Gallipoli (1981)
8/10
A great anti-war film
22 September 2005
Peter Weir has long been one of my favorite directors, and he has had a career consumed by subtle, quiet, lingering films. He can make the most banal concept seem thrilling and suspenseful; a perfect example is the Harrison Ford film "Witness." It could have easily become a stupid, insulting, exploitative "thriller." The ending is, in retrospect, quite ridiculous. But Weir has a strange ability to make anything seem realistic.

"Gallipoli" is one of his older films, from 1981, and it stars a huge cast of names - most famous today, of course, Mel Gibson...whose name is now splattered across the front of the DVD case.

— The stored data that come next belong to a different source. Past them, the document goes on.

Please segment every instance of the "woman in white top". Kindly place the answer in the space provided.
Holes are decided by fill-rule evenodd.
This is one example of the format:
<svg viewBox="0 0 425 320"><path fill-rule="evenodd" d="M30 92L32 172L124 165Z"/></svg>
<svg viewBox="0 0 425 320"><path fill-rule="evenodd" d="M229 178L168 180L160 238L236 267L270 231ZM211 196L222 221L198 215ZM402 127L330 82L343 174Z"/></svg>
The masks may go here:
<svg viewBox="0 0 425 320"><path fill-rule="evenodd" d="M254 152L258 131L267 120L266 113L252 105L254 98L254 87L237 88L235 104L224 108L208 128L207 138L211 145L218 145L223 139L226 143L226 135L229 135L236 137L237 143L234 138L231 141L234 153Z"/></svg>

The story is a true one and follows a group of young Australian men who join the ANZACs in World War I. They are sent to Gallipoli, and amidst personal and emotional turmoil they must learn to band together and fight the Turkish Army.

The movie is long, as another reviewer on the site points out. But all of Weir's films are. What I didn't like about his most recent - "Master & Commander" - is that it used special effects (exteriors of ships, etc.) and action sequences (raging storms) to compensate for the slow bits... and came across (to me anyway) as quite dull and down-trodden.

"Gallipoli" is a great film - slow, subtle, low-key. It's a bit like an Australian version of "All Quiet on the Western Front." I'd recommend it to anyone who enjoys slower films and can appreciate character-driven dramas. Don't go near it if your attention span was dimming during "xXx2."